Description: Basilica San Clemente, famous for its stunning 12th century mosaics is worth visiting to see how the layers upon layers of history are built up onto one another in Rome.
The main church functioning today was built in the 12th century and represents typical Romanesque style, although overlaid with later alterations and additions - notably an 18th century Baroque facade (which is using the 12th century colums in its construction).
Underneath the 12th century building, however, lurk remains of one eight centuries older: discovered by the Irish Dominicans who have been running San Clemente since 1667 after their expulsion from Ireland by the English rulers. It's likely that this 4th century church (burned during Norman invasions) housed the relics of St Clement, the fourth pope to whom the Basilica is dedicated.

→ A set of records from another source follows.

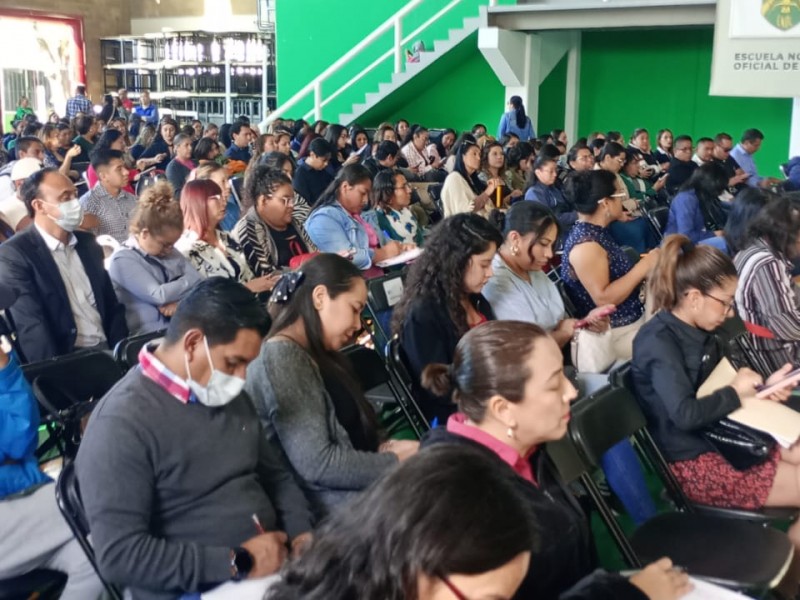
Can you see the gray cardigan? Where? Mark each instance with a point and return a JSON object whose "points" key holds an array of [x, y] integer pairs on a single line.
{"points": [[298, 415]]}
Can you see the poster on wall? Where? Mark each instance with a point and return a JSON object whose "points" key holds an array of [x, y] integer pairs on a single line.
{"points": [[756, 49]]}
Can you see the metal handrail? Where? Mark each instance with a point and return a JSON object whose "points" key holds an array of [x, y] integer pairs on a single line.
{"points": [[392, 23]]}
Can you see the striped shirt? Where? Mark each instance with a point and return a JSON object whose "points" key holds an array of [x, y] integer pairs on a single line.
{"points": [[765, 296], [114, 212]]}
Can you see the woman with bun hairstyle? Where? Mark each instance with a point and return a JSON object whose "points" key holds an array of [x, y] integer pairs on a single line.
{"points": [[442, 299], [305, 391], [693, 289], [412, 537], [149, 275], [508, 380]]}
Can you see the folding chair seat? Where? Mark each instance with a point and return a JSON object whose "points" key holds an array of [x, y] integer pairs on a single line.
{"points": [[42, 584], [66, 388], [126, 352], [378, 384], [621, 377], [68, 497], [382, 294], [734, 553], [402, 379]]}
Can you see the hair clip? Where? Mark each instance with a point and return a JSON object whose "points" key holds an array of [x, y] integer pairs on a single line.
{"points": [[286, 286]]}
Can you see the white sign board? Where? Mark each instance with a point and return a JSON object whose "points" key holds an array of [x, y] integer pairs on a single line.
{"points": [[757, 49]]}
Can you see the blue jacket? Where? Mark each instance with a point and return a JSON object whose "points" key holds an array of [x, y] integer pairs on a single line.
{"points": [[332, 229], [19, 432], [508, 124], [686, 218]]}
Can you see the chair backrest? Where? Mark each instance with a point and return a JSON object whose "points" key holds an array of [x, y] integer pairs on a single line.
{"points": [[68, 497], [402, 379], [604, 419], [382, 294], [126, 352]]}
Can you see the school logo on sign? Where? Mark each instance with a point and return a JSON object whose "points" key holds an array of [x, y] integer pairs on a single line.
{"points": [[783, 14]]}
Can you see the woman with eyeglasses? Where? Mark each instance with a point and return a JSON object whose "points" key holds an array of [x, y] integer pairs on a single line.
{"points": [[595, 269], [392, 195], [210, 250], [149, 275], [338, 223], [693, 288], [513, 397], [412, 536], [268, 232]]}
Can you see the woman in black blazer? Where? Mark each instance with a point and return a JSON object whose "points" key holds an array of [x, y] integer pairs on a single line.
{"points": [[442, 299]]}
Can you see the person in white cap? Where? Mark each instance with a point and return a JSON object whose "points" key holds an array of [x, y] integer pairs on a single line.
{"points": [[12, 208]]}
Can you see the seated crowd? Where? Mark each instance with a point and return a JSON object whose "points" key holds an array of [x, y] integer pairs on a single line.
{"points": [[243, 446]]}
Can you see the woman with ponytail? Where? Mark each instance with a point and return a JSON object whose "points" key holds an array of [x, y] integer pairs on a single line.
{"points": [[516, 121], [305, 391], [513, 397], [149, 275], [692, 288]]}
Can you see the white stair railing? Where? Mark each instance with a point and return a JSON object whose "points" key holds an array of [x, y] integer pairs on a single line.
{"points": [[395, 23]]}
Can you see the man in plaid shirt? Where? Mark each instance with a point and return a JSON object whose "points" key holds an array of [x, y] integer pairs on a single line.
{"points": [[79, 103]]}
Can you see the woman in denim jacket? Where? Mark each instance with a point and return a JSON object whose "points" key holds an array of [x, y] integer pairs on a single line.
{"points": [[336, 223]]}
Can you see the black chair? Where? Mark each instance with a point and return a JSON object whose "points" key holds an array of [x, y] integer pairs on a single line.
{"points": [[382, 294], [68, 497], [42, 584], [374, 376], [733, 553], [402, 378], [126, 352], [66, 388], [621, 377]]}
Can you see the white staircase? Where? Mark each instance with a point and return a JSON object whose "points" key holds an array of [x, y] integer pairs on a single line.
{"points": [[440, 48]]}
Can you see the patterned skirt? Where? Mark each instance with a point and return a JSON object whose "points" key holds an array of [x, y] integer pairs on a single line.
{"points": [[709, 479]]}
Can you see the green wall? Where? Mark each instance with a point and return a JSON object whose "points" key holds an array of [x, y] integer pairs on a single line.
{"points": [[457, 91], [660, 78]]}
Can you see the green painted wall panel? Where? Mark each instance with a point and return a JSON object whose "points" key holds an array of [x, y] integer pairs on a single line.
{"points": [[457, 91], [552, 96], [312, 34], [660, 78]]}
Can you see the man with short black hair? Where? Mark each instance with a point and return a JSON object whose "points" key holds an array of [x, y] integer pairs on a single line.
{"points": [[181, 487], [737, 178], [240, 146], [743, 155], [703, 153], [66, 300], [85, 128], [107, 207], [79, 103], [311, 178], [385, 157]]}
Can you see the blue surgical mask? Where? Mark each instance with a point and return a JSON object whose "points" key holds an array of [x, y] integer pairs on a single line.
{"points": [[221, 388]]}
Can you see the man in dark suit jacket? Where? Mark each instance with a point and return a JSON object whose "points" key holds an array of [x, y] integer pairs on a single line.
{"points": [[66, 300]]}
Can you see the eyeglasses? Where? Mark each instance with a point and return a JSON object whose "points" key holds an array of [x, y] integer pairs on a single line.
{"points": [[727, 305], [287, 200], [456, 592]]}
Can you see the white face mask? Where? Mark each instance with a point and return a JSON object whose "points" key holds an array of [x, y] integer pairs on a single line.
{"points": [[71, 214], [221, 388]]}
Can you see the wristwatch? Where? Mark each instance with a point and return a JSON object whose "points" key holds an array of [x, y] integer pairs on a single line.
{"points": [[241, 563]]}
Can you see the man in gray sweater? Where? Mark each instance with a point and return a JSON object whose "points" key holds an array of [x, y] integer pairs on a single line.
{"points": [[176, 475]]}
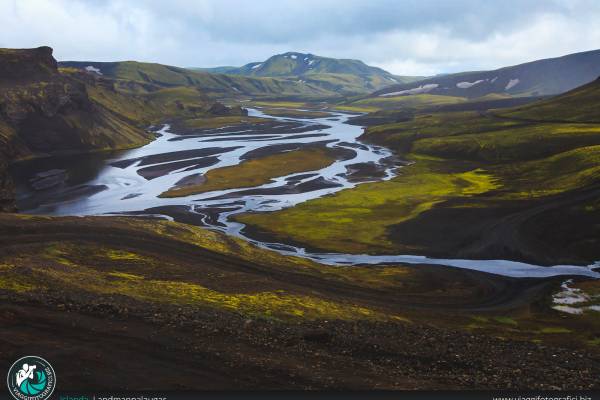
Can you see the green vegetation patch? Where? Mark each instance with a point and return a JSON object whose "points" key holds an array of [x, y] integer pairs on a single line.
{"points": [[357, 220]]}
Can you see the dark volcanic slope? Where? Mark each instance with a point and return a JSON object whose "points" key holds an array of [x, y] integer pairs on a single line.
{"points": [[537, 78], [45, 112], [174, 307]]}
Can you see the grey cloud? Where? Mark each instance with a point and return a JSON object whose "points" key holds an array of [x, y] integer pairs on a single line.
{"points": [[430, 35]]}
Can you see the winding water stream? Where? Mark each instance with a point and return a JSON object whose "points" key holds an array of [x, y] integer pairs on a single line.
{"points": [[113, 184]]}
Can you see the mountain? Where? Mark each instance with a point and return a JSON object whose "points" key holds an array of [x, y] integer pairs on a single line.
{"points": [[578, 105], [537, 78], [339, 75], [152, 76], [47, 110]]}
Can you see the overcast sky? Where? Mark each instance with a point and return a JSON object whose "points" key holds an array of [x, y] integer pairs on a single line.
{"points": [[406, 37]]}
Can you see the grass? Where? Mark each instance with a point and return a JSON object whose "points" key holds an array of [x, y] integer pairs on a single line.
{"points": [[357, 220], [414, 101], [277, 112], [258, 172], [464, 160]]}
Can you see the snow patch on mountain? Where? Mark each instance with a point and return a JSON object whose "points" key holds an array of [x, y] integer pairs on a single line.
{"points": [[93, 69], [512, 83], [466, 85], [418, 90]]}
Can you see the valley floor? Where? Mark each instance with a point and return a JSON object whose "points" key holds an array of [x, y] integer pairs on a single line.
{"points": [[124, 303]]}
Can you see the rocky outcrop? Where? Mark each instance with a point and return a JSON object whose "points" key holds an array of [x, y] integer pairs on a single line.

But this is not the end of the layering: under the 12th century building, and below the remains of the 4th century one, hides a Roman structure around two thousand years old, containing a temple of Mithras: the altar depicting Mithras slaying the bull is sitting directly under the apse of the Christian church! The religion of Mithras was a Persian mystery cult related to fertility and popular among the Roman military at the same time as the Christianity was growing. Little is know of the details of the cult, which involved complex process of seven degrees of initiation.
It's also believed that underneath it all are even older foundations dating to the time of the Roman republic, and who knows - maybe those were erected on a site where an Etruscan house once stood.
The highlight of the church is undoubtedly the wonderful mosaic in the apse, possibly the best in Rome, dating to the 12th century and filling the whole curved space with gloriously golden, Byzantine vision of the Cross as the Tree of Life, adorned with beautifully detailed animal figures and plant ornamentation. The Holy Cross raises at the centre of the mosaic, and from it spring multiple branches, blossoming with flowers. The branches are symbolic of the living Church and its connection, through centuries, to the Cross and to the original garden of paradise. A frieze of lambs guards the mosaic at the bottom.
The Basilica contains also some good frescos from 11th and 15th centuries.
Rome certainly was not built in a day, but rather grew organically through centuries, reusing, re-forming and sometimes auto-cannibalising its own urban and cultural substance.